Gebraucht wird Gährballon, Honig, Wasser, Reinzuchthefe, Hefenährsalz, Schwefel.

  1. Gährballon säubern.
  2. Die Hefe nach Anleitung quellen lassen und evtl. einen Starter machen.
             Starter: Die gequollene Hefe in eine Flasche  mit einem leichten Honigwasser oder Zuckerwasser
             geben, und bei ca. 30°C gähren lassen.  - evtl. einen Tag vorher herrichten da Honigweine nicht so schnell
             gähren wollen.
             Gerade bei kleineren Gebinden (<30Liter) geht das auch oft ohne.
  3. Honig auf 65 Grad erhitzen ( dass wilde Hefekeime den Met nicht in eine wilde Gährung bringen können, dann wäre der Wein nicht geniesbar.
            Es ist von vorteil einen kleinen Teil des Honig noch für die nachträgliche Einstellung des Restzuckers
            zurückzubehalten. Bei der Berechnung muss der aber schon mit dazugerechnet werden.
  4.  einen Teil warmes Wasser dazugeben um den Honig aufzulösen.

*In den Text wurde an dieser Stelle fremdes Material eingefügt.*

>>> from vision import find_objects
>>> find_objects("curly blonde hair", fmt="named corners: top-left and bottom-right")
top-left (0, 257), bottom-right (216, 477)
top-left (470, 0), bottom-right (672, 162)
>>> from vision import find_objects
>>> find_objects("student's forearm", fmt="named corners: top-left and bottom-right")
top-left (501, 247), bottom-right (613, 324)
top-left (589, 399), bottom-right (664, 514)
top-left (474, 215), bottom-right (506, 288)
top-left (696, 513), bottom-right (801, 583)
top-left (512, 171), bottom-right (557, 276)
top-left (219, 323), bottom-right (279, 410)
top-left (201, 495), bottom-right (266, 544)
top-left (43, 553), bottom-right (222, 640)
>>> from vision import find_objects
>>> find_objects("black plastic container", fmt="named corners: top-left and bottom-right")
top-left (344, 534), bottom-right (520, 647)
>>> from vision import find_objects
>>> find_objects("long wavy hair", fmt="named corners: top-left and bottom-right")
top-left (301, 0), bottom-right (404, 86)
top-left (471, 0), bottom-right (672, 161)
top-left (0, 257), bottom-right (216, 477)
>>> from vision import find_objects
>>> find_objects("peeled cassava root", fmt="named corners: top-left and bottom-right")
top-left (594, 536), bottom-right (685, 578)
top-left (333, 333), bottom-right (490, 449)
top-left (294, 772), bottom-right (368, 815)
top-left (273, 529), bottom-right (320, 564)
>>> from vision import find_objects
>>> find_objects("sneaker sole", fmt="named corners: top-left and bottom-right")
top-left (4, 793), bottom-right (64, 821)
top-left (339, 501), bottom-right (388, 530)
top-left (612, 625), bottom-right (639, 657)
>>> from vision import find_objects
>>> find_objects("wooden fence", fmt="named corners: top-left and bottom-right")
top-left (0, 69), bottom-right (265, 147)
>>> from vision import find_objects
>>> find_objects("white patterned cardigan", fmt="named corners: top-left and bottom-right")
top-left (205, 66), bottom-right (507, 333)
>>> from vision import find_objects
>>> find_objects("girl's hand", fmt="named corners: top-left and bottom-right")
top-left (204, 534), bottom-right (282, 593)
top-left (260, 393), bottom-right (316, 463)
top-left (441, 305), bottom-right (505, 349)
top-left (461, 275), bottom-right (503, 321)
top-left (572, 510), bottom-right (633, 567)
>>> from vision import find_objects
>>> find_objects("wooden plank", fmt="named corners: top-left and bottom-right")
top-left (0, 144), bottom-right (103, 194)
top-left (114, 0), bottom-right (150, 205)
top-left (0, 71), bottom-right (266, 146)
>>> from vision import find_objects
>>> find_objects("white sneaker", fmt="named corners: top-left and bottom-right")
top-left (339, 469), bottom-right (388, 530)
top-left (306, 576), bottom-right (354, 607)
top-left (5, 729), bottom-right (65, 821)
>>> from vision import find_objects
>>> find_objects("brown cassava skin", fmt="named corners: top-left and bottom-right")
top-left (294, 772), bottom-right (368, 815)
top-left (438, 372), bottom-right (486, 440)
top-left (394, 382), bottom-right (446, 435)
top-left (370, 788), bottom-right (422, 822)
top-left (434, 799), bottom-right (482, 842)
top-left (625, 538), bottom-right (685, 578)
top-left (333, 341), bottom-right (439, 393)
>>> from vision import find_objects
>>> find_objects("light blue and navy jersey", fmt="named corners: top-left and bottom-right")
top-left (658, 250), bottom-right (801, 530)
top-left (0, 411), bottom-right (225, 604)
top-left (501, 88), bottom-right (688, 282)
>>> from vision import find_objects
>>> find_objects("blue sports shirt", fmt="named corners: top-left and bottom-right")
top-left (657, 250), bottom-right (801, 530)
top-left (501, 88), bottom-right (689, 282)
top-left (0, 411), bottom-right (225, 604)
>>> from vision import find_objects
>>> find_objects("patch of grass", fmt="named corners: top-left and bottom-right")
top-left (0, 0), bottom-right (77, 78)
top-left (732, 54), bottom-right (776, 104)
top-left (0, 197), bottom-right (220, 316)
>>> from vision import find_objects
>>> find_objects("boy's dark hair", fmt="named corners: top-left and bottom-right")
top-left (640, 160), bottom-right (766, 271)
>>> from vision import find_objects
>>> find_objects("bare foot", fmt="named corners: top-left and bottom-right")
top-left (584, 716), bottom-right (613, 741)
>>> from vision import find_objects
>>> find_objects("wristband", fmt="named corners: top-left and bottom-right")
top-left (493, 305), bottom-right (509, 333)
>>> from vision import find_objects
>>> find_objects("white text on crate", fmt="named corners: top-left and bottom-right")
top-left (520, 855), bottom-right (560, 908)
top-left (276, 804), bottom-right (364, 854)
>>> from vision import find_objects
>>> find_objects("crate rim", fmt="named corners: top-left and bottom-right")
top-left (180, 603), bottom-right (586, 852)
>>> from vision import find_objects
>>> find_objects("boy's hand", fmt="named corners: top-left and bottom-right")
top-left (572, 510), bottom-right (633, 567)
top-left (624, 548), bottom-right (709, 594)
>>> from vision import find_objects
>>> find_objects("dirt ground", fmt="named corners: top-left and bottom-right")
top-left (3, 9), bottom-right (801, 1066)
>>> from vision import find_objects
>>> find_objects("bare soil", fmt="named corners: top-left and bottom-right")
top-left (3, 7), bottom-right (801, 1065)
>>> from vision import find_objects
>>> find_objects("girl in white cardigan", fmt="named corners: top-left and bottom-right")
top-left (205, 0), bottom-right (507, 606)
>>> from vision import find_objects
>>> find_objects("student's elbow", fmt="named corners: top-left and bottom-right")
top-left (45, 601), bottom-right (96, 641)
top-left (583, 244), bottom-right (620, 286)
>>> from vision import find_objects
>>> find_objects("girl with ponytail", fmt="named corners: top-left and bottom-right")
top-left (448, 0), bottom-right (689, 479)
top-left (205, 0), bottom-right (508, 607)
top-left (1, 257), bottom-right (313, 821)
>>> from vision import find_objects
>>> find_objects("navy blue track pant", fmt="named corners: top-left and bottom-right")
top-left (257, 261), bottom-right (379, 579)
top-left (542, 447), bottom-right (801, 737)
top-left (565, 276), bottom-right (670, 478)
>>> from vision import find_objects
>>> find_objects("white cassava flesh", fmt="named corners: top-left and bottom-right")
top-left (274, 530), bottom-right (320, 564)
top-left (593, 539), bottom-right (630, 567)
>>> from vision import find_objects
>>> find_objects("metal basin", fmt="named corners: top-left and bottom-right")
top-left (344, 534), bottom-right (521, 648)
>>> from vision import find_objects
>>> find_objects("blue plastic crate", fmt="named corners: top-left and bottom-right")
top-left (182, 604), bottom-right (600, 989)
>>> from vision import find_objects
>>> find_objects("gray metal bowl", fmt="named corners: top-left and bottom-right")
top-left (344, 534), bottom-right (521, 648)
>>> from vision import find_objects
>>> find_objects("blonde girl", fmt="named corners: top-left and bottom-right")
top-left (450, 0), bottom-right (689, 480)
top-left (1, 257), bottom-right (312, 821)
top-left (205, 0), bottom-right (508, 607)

  5. kaltes Wasser auffüllen dass ein Verhältnis von 1/3 Honig und 2/3 Wasser ( mit dem Verhältnis wird ca. 125° Öchsle erreicht) erreicht wird und sollte danach eine Temperatur von ca. 20-30 haben.
  6. Hefe die gequollene Hefe dazugeben, dann sollte die Gährung in ca. 30 min. einsetzen.

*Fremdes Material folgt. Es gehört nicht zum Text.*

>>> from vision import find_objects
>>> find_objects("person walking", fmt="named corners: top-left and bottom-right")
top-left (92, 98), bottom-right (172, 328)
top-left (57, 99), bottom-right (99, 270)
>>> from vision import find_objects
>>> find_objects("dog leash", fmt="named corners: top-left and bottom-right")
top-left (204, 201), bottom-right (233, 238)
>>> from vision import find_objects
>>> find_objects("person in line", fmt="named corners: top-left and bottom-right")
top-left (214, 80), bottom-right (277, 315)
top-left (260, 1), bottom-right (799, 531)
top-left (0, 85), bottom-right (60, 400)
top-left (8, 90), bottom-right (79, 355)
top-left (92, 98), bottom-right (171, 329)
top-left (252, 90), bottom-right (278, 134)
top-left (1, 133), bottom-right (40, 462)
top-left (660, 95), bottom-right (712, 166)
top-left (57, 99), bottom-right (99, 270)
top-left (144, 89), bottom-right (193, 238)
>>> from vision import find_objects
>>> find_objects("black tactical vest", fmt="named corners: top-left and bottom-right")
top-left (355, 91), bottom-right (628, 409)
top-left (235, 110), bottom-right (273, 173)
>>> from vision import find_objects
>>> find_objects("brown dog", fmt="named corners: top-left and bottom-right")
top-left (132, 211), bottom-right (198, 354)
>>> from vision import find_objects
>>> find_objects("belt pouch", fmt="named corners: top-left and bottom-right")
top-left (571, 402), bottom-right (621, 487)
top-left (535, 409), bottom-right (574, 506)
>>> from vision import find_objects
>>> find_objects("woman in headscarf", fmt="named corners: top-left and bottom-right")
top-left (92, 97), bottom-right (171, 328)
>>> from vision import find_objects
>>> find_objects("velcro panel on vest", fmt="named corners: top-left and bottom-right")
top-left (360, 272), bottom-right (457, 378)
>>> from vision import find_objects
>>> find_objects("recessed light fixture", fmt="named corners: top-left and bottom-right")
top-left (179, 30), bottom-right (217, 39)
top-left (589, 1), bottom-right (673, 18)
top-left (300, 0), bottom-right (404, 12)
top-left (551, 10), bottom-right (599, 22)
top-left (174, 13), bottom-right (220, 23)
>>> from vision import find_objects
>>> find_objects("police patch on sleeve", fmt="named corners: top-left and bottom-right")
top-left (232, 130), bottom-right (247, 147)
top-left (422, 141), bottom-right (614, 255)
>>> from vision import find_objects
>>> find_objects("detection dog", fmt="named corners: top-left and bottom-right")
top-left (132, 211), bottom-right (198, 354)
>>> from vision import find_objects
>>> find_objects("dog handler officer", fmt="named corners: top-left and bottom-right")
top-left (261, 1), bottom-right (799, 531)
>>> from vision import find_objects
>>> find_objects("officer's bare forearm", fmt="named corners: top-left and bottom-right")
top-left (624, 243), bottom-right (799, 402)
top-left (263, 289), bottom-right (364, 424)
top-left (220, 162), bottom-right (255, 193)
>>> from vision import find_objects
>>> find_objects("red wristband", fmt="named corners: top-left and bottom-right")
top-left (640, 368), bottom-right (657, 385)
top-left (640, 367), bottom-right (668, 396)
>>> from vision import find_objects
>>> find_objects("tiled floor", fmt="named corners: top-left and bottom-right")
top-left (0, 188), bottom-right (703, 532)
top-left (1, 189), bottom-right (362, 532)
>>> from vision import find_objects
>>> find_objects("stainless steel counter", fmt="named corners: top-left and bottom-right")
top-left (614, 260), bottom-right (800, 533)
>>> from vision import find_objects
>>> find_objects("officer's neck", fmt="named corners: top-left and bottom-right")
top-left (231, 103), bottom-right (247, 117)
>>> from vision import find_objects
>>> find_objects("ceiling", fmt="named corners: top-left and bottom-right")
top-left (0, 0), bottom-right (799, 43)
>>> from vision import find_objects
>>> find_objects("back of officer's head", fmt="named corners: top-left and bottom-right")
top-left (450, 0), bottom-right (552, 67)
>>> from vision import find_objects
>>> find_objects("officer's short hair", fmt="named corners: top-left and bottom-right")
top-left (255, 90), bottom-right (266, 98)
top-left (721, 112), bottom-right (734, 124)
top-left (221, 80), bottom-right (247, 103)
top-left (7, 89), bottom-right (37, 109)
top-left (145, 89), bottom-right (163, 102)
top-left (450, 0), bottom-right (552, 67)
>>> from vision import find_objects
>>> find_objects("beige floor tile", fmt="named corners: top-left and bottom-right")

             Der Gährende WEin kann schon als recht spritziges Getränk verkostet werden.
  7. nach ca. 8-14 Tagen ist die Gährung soweit fortgeschritten dass ein Alkoholgehalt von >8-10% erreicht wird.
  8. Ist der gewünschte Alkoholgehalt erreicht, dann nach Anleitung Schwefel dazugeben um der Hefe die Lebensgrundlage zu nehmen.
    Danach kann man mit den vorher zurückbehaltenen Honig den Restzucker einstellen.
  9. Danach ist der Wein fertig und kann entweder gleich getrunken werden, der Honigwein wird mit der Legerung >1 Jahr immer besser.